Ils rejouent chacun leur tour la scène (en étant uniquement ce ressenti, avec cette image).
A la fin de chaque improvisation, les jokers me demandent de m’adresser au personnage qui jouait mon ressenti et de lui dire : « tu es mon besoin de… et je suis insatisfait quand… » Bruno ajoute : « c’est très important, ce besoin doit être exprimé comme un besoin universel éprouvé par tout homme ».
Etape 7:
Quel besoin insatisfait semble le plus pertinent à visiter ce jour-là ? Demandent les jokers.
Un besoin me marque profondément : (j’ai même oublié les autres) !
« J’ai besoin de rencontrer l’humanité de F. et je suis insatisfait quand je n’y arrive pas »
Etape 8 : 
R
ejoindre mes passeurs pour imaginer que grâce à leur aide, je pourrais trouver, dans des circonstances différentes, les ressources nécessaires pour satisfaire ce besoin universel.
Etape 9 : 
Je rejoue la scène de départ, au milieu de mes passeurs, fort de cette « imagination », avec les mêmes partenaires. Un des buts étant de vérifier par le théâtre si ce besoin non satisfait est bien le besoin principal dans cette scène.

Etape 10 :
la 
ré-impro, où je m’appuie sur mes passeurs.
J’ai fini par accéder aux feuilles de F. et corriger son travail ! Comment ? Voilà le déroulement : 
Do, qui joue F. a eu un grand soulagement, dit-elle, quand je me suis intéressé directement et activement à ses feuilles et… pas à elle ! J’ai ouvert ses feuilles, les ai regardées, sans que ni F. ni moi ne dise rien ! Sinon, elle aurait eu encore trop peur… Je crois même (j’en suis sûr) avoir croisé son regard après avoir corrigé son texte, avant qu’elle ne reparte…
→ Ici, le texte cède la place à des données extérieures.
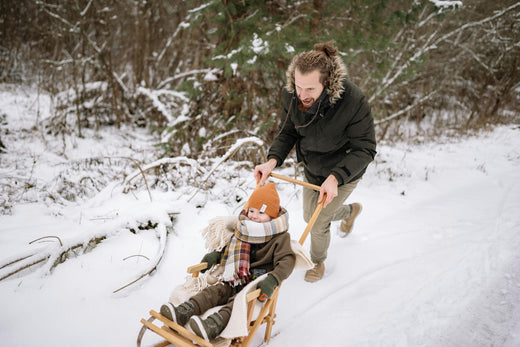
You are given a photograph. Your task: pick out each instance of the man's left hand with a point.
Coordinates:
(329, 187)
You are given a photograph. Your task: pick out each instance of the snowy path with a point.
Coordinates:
(433, 260)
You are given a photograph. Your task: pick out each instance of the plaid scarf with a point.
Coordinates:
(236, 257)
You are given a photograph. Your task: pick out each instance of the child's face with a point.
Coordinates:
(257, 216)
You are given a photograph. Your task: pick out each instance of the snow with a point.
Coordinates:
(433, 259)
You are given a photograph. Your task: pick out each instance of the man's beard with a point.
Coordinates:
(305, 107)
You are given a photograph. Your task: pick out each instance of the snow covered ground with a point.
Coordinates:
(433, 260)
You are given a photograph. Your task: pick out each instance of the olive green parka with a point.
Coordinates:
(335, 136)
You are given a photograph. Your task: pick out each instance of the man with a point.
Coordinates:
(329, 120)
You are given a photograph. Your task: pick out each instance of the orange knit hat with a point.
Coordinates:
(266, 200)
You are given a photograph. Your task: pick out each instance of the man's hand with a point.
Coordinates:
(329, 187)
(262, 171)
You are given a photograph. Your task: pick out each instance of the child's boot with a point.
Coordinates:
(208, 328)
(180, 314)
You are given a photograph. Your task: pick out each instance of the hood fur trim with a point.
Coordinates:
(337, 77)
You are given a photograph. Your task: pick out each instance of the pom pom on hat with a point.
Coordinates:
(266, 200)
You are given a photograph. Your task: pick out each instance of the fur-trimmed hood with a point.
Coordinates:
(336, 83)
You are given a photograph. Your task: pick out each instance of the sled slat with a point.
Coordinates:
(182, 331)
(176, 340)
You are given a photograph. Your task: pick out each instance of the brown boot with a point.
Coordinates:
(316, 273)
(347, 223)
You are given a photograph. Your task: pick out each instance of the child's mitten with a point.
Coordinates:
(267, 286)
(211, 258)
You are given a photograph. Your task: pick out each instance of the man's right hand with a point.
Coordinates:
(262, 171)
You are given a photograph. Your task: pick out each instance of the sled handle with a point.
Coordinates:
(292, 180)
(318, 207)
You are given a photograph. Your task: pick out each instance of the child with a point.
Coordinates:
(260, 245)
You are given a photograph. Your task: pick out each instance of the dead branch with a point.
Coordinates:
(162, 234)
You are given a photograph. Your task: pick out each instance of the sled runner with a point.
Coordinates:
(255, 313)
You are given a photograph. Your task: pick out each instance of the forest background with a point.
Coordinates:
(201, 75)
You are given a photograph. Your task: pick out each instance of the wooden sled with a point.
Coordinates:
(179, 336)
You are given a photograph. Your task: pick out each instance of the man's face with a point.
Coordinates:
(308, 87)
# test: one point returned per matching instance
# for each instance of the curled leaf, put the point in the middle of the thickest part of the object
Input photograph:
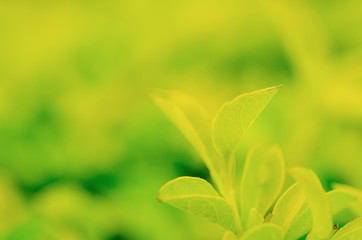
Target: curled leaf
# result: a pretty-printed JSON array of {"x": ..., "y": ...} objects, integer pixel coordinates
[
  {"x": 317, "y": 201},
  {"x": 198, "y": 197},
  {"x": 193, "y": 121},
  {"x": 262, "y": 180},
  {"x": 288, "y": 206},
  {"x": 235, "y": 117}
]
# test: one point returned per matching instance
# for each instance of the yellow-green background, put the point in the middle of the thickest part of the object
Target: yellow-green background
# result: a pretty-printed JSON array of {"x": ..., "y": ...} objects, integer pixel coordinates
[{"x": 83, "y": 150}]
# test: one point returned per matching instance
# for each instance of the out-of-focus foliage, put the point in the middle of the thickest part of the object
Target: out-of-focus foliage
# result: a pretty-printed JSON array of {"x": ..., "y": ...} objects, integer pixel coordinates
[{"x": 83, "y": 150}]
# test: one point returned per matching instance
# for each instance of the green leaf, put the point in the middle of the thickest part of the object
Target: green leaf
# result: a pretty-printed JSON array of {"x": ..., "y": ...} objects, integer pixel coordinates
[
  {"x": 229, "y": 236},
  {"x": 317, "y": 200},
  {"x": 356, "y": 193},
  {"x": 262, "y": 180},
  {"x": 302, "y": 224},
  {"x": 193, "y": 121},
  {"x": 351, "y": 231},
  {"x": 339, "y": 200},
  {"x": 287, "y": 207},
  {"x": 266, "y": 231},
  {"x": 198, "y": 197},
  {"x": 255, "y": 219},
  {"x": 235, "y": 117}
]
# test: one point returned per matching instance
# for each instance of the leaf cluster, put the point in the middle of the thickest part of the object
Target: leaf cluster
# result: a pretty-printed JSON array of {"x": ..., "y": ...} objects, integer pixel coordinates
[{"x": 243, "y": 209}]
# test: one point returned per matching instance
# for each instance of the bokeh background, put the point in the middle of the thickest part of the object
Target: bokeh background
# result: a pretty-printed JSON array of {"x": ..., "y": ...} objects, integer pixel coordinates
[{"x": 83, "y": 149}]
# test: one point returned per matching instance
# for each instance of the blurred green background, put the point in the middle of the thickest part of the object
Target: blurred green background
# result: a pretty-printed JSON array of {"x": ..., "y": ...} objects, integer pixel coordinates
[{"x": 83, "y": 150}]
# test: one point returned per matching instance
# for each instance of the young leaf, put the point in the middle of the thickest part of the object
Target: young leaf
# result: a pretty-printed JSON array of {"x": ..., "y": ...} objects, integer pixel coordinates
[
  {"x": 198, "y": 197},
  {"x": 339, "y": 200},
  {"x": 287, "y": 207},
  {"x": 262, "y": 180},
  {"x": 255, "y": 219},
  {"x": 266, "y": 231},
  {"x": 302, "y": 224},
  {"x": 235, "y": 117},
  {"x": 356, "y": 193},
  {"x": 193, "y": 121},
  {"x": 351, "y": 231},
  {"x": 317, "y": 200},
  {"x": 229, "y": 236}
]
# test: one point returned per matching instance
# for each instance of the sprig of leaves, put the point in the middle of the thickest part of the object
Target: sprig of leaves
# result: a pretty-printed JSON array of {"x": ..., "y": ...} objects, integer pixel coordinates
[{"x": 304, "y": 208}]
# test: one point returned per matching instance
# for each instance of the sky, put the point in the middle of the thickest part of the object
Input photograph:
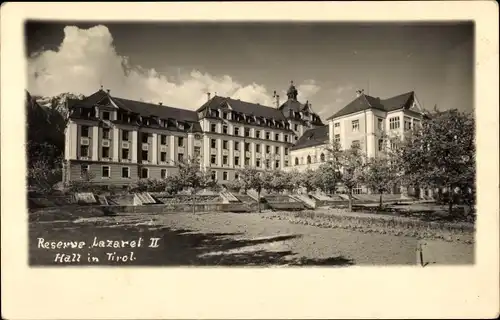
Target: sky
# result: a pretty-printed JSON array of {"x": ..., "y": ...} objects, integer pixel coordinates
[{"x": 178, "y": 63}]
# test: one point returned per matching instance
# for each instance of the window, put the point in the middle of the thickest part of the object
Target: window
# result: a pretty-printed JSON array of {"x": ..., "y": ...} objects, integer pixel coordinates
[
  {"x": 180, "y": 141},
  {"x": 105, "y": 171},
  {"x": 407, "y": 123},
  {"x": 84, "y": 151},
  {"x": 105, "y": 152},
  {"x": 380, "y": 124},
  {"x": 125, "y": 172},
  {"x": 125, "y": 153},
  {"x": 105, "y": 133},
  {"x": 355, "y": 125},
  {"x": 125, "y": 135},
  {"x": 85, "y": 131},
  {"x": 163, "y": 173},
  {"x": 394, "y": 123},
  {"x": 84, "y": 169}
]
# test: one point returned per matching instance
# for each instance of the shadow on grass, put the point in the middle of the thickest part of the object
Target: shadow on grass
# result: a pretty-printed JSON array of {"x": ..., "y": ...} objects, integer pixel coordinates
[{"x": 176, "y": 247}]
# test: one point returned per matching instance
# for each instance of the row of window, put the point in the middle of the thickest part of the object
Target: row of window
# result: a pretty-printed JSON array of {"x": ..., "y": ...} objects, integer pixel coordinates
[
  {"x": 246, "y": 132},
  {"x": 236, "y": 162},
  {"x": 246, "y": 146}
]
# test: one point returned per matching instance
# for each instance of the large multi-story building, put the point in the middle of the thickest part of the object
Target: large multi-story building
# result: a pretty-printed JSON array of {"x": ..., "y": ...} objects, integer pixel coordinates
[{"x": 119, "y": 141}]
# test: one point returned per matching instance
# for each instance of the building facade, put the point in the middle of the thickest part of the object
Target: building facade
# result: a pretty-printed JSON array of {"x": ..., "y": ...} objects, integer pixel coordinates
[{"x": 116, "y": 141}]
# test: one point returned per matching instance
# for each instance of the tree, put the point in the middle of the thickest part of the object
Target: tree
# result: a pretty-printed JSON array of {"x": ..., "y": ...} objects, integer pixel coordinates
[
  {"x": 327, "y": 178},
  {"x": 191, "y": 177},
  {"x": 43, "y": 176},
  {"x": 253, "y": 179},
  {"x": 379, "y": 174},
  {"x": 308, "y": 180},
  {"x": 349, "y": 163},
  {"x": 440, "y": 153}
]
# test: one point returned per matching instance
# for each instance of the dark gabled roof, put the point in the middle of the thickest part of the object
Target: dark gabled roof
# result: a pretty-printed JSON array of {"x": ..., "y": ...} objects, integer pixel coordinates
[
  {"x": 244, "y": 107},
  {"x": 312, "y": 137},
  {"x": 149, "y": 109},
  {"x": 365, "y": 102}
]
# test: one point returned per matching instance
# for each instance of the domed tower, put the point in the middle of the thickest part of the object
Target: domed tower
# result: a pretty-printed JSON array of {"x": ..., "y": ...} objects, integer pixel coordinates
[{"x": 292, "y": 92}]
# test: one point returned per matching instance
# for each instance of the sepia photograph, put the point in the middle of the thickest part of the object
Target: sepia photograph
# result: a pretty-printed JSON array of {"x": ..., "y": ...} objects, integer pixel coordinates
[
  {"x": 240, "y": 160},
  {"x": 250, "y": 144}
]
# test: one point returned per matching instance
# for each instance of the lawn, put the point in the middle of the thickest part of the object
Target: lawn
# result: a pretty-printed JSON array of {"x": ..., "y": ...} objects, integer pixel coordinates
[{"x": 228, "y": 239}]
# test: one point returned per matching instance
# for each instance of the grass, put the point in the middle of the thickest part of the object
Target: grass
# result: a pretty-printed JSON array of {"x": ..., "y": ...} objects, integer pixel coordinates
[{"x": 383, "y": 224}]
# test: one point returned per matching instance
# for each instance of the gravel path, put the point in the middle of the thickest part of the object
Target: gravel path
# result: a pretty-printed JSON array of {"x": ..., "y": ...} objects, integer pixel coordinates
[{"x": 314, "y": 245}]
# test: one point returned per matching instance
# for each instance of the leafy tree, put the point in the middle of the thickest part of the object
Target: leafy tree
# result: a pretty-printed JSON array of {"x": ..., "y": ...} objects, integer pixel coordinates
[
  {"x": 440, "y": 153},
  {"x": 349, "y": 163},
  {"x": 327, "y": 178},
  {"x": 379, "y": 174},
  {"x": 308, "y": 180},
  {"x": 43, "y": 176},
  {"x": 253, "y": 179},
  {"x": 191, "y": 177}
]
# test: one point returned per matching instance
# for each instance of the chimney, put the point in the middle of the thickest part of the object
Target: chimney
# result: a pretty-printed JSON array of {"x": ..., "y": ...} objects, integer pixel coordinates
[{"x": 277, "y": 96}]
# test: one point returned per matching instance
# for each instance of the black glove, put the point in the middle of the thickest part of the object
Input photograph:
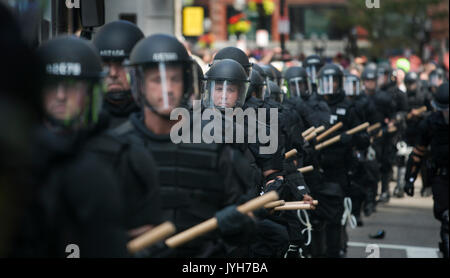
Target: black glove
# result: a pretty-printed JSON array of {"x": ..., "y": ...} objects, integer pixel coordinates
[
  {"x": 275, "y": 185},
  {"x": 346, "y": 138},
  {"x": 409, "y": 188},
  {"x": 234, "y": 226},
  {"x": 289, "y": 166}
]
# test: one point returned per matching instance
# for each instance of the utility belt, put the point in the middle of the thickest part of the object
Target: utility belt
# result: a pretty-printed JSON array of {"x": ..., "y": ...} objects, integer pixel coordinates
[{"x": 440, "y": 171}]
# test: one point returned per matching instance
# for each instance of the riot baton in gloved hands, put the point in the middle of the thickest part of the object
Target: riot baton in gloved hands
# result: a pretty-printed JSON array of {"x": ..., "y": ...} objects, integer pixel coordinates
[
  {"x": 338, "y": 137},
  {"x": 329, "y": 131},
  {"x": 212, "y": 223}
]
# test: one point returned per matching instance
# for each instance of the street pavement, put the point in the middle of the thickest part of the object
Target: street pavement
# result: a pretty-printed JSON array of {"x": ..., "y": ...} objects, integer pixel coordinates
[{"x": 411, "y": 231}]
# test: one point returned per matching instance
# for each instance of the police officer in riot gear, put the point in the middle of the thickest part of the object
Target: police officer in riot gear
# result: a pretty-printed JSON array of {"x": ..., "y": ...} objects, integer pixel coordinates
[
  {"x": 236, "y": 54},
  {"x": 77, "y": 200},
  {"x": 274, "y": 92},
  {"x": 226, "y": 86},
  {"x": 257, "y": 86},
  {"x": 385, "y": 113},
  {"x": 312, "y": 65},
  {"x": 435, "y": 79},
  {"x": 433, "y": 132},
  {"x": 196, "y": 180},
  {"x": 331, "y": 88},
  {"x": 362, "y": 178},
  {"x": 417, "y": 97},
  {"x": 115, "y": 41},
  {"x": 313, "y": 111}
]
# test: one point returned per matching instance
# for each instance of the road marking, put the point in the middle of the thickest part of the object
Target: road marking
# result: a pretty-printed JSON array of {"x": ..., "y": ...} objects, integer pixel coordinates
[{"x": 411, "y": 251}]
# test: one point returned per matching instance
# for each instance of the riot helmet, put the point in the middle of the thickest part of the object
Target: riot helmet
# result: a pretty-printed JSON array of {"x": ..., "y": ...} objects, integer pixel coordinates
[
  {"x": 115, "y": 41},
  {"x": 435, "y": 79},
  {"x": 161, "y": 72},
  {"x": 312, "y": 65},
  {"x": 72, "y": 93},
  {"x": 257, "y": 85},
  {"x": 411, "y": 81},
  {"x": 235, "y": 54},
  {"x": 274, "y": 92},
  {"x": 369, "y": 79},
  {"x": 330, "y": 80},
  {"x": 226, "y": 85},
  {"x": 296, "y": 80},
  {"x": 440, "y": 101},
  {"x": 352, "y": 85}
]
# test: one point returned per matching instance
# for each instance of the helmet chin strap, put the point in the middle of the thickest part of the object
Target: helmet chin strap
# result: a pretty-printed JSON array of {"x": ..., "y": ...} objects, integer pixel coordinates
[
  {"x": 116, "y": 97},
  {"x": 445, "y": 113},
  {"x": 183, "y": 104},
  {"x": 60, "y": 126}
]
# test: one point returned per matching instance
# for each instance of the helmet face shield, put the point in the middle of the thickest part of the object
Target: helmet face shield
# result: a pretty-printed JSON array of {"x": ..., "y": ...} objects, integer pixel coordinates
[
  {"x": 278, "y": 97},
  {"x": 312, "y": 77},
  {"x": 223, "y": 94},
  {"x": 159, "y": 86},
  {"x": 352, "y": 86},
  {"x": 298, "y": 87},
  {"x": 117, "y": 77},
  {"x": 382, "y": 77},
  {"x": 72, "y": 103},
  {"x": 260, "y": 91},
  {"x": 328, "y": 85},
  {"x": 434, "y": 80}
]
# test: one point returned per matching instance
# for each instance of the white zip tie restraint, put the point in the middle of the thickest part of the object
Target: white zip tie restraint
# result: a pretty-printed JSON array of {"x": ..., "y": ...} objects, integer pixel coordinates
[
  {"x": 348, "y": 216},
  {"x": 306, "y": 223}
]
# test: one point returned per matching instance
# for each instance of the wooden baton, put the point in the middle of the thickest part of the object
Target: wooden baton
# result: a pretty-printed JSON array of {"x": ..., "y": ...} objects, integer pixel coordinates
[
  {"x": 358, "y": 128},
  {"x": 306, "y": 169},
  {"x": 212, "y": 224},
  {"x": 338, "y": 137},
  {"x": 420, "y": 110},
  {"x": 319, "y": 129},
  {"x": 293, "y": 207},
  {"x": 329, "y": 131},
  {"x": 311, "y": 136},
  {"x": 373, "y": 127},
  {"x": 154, "y": 235},
  {"x": 315, "y": 202},
  {"x": 308, "y": 131},
  {"x": 290, "y": 153},
  {"x": 274, "y": 204}
]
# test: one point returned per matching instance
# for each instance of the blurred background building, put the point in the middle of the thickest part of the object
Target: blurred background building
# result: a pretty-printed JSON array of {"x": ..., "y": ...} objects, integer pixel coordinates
[{"x": 300, "y": 27}]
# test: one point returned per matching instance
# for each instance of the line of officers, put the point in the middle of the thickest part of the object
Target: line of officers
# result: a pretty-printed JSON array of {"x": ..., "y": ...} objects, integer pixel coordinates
[{"x": 104, "y": 169}]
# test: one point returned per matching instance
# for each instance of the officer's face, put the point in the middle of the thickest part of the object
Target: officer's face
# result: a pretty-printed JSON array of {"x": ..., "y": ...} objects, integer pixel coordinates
[
  {"x": 65, "y": 100},
  {"x": 225, "y": 96},
  {"x": 411, "y": 86},
  {"x": 164, "y": 101},
  {"x": 370, "y": 85},
  {"x": 117, "y": 77},
  {"x": 295, "y": 86}
]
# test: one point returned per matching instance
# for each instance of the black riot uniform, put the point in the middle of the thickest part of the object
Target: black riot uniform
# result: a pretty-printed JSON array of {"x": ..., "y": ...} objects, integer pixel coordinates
[
  {"x": 362, "y": 180},
  {"x": 313, "y": 110},
  {"x": 115, "y": 41},
  {"x": 417, "y": 98},
  {"x": 77, "y": 203},
  {"x": 433, "y": 132},
  {"x": 336, "y": 172},
  {"x": 367, "y": 110},
  {"x": 387, "y": 102},
  {"x": 196, "y": 180},
  {"x": 19, "y": 114}
]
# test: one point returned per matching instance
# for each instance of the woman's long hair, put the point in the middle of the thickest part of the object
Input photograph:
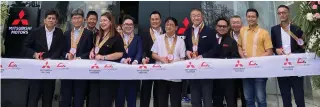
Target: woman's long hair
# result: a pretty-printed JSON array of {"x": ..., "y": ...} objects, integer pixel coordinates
[{"x": 112, "y": 28}]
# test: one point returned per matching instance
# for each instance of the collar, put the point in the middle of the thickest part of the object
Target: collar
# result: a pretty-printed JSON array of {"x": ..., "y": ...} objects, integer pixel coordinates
[
  {"x": 171, "y": 36},
  {"x": 218, "y": 36},
  {"x": 197, "y": 26},
  {"x": 48, "y": 30},
  {"x": 94, "y": 29},
  {"x": 254, "y": 28},
  {"x": 286, "y": 26},
  {"x": 76, "y": 30},
  {"x": 156, "y": 30}
]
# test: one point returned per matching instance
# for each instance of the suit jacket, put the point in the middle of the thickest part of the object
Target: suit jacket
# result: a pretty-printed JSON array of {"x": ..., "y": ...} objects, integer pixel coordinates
[
  {"x": 228, "y": 48},
  {"x": 134, "y": 49},
  {"x": 207, "y": 44},
  {"x": 37, "y": 42},
  {"x": 147, "y": 44},
  {"x": 277, "y": 40},
  {"x": 84, "y": 46}
]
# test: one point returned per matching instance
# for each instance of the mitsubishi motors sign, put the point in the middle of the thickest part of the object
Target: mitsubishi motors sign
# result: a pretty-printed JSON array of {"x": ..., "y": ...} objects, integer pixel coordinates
[
  {"x": 20, "y": 25},
  {"x": 21, "y": 21}
]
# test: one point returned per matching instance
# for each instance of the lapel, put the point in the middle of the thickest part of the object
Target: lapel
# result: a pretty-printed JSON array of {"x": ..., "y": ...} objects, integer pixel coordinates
[
  {"x": 278, "y": 36},
  {"x": 43, "y": 38},
  {"x": 292, "y": 41},
  {"x": 81, "y": 39},
  {"x": 201, "y": 34},
  {"x": 54, "y": 39}
]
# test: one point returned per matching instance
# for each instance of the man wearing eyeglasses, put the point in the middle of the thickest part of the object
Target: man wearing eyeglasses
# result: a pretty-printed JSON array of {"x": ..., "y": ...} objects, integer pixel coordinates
[
  {"x": 224, "y": 88},
  {"x": 254, "y": 41},
  {"x": 200, "y": 39}
]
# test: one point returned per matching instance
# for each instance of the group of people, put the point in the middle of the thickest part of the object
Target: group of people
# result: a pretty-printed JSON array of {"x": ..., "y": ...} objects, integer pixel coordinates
[{"x": 162, "y": 46}]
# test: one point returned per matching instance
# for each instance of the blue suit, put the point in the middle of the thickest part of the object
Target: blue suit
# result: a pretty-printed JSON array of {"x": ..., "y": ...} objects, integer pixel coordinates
[
  {"x": 128, "y": 88},
  {"x": 287, "y": 83}
]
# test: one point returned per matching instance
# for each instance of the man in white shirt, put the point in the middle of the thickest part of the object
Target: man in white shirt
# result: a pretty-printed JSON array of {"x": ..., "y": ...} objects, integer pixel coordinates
[
  {"x": 168, "y": 49},
  {"x": 148, "y": 39},
  {"x": 285, "y": 40},
  {"x": 236, "y": 24},
  {"x": 45, "y": 42}
]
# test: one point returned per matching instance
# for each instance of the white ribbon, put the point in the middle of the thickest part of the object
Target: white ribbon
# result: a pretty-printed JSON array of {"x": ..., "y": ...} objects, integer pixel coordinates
[{"x": 257, "y": 67}]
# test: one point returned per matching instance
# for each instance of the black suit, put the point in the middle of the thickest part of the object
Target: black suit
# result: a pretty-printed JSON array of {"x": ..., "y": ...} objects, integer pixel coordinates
[
  {"x": 76, "y": 88},
  {"x": 286, "y": 83},
  {"x": 202, "y": 88},
  {"x": 37, "y": 42},
  {"x": 147, "y": 84},
  {"x": 224, "y": 88}
]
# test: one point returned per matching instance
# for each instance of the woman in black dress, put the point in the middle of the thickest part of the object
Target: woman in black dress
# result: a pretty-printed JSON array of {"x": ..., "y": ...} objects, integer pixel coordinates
[{"x": 109, "y": 46}]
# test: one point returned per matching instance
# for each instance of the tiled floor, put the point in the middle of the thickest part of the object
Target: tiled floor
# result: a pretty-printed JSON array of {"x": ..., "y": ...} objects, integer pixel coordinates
[{"x": 272, "y": 101}]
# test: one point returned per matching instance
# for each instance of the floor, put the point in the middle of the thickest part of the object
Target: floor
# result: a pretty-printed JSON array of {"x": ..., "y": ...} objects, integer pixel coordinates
[{"x": 272, "y": 101}]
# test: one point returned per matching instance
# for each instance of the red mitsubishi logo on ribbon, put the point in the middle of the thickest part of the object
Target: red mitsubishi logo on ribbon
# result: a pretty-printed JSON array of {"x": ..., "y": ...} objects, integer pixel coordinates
[
  {"x": 12, "y": 64},
  {"x": 300, "y": 60},
  {"x": 143, "y": 67},
  {"x": 185, "y": 23},
  {"x": 239, "y": 64},
  {"x": 108, "y": 66},
  {"x": 190, "y": 65},
  {"x": 204, "y": 64},
  {"x": 95, "y": 66},
  {"x": 156, "y": 66},
  {"x": 23, "y": 21},
  {"x": 252, "y": 63},
  {"x": 46, "y": 65},
  {"x": 287, "y": 62}
]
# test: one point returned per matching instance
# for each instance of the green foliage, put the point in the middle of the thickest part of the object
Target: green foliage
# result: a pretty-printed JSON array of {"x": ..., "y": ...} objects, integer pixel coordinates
[{"x": 311, "y": 30}]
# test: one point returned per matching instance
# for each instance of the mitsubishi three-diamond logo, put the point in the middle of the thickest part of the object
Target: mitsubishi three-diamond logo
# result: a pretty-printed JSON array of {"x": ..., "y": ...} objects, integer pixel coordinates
[
  {"x": 21, "y": 19},
  {"x": 143, "y": 69},
  {"x": 185, "y": 23},
  {"x": 20, "y": 24},
  {"x": 45, "y": 68}
]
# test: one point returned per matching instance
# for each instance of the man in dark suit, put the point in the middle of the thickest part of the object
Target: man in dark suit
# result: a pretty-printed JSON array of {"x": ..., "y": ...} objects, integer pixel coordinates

Bilan en groupe, échanges… Ce que j’en tire :
Je savais bien sûr que F. avait peur de moi (et des autres). Mes tentatives pour entrer directement en relation avec elle étaient souvent vaines. En pédagogie Freinet, nous nous disons souvent chercher à « remettre l’enfant au centre », au centre de ses apprentissages, ses découvertes, etc… C’est un enfant, une personne, avant d’être un élève. Mais là, clairement, la relation, pour avoir lieu, ne pouvait qu’être médiatisée : ici, médiatisée par son cahier ! Il fallait que je regarde son cahier, pas elle !
D’autant qu’elle devait évidemment sentir que cette attitude introvertie n’était pas ce que j’espérais d’elle… Elle était donc jugée avant d’avoir montré quoi que ce soit. Il me fallait ici, faire un peu commeces maitres traditionnels qui corrigent des cahiers HORS de la présence de l’enfant lui-même ! Moi qui croyais tellement que c’est en lui montrant ses erreurs, en lui faisant les débusquer, que je pouvais l’aider à progresser !.. Sans doute, avec beaucoup cela fonctionnait ainsi. Mais F. avait besoin de beaucoup plus de distance… « Quoi ? Celle-ci ne m’aime donc pas, elle refuse la relation… avec tout ce que je fais pour elle et pour cette classe ? » Voilà ce que je devais me dire, en lui en voulant ! Et c’était le blocage.

Avec les petits enfants et d’autres, je sais que j’ai plus de mal avec ceux qui sont distants, qui ne « disent pas » ne se livrent pas beaucoup. Or, respecter la distance dont ils ont besoin, ce serait peut être prendre en compte leur travail, leur chant, leur découpage, leur dessin, leur puzzle, m’attacher à en dire des choses, éventuellement même à corriger, rectifier… Mais en me centrant sur la production elle-même, pas tout de suite sur l’enfant !

Voilà ! Il m’a fallu atteindre 70 ans et cette journée de stage (fin nov 2018) pour formaliser cela. Merci à Noémie et Bruno. JF Martel jf.martel@orange.fr

Texte de JF revu par les animateurs. 14/4/19.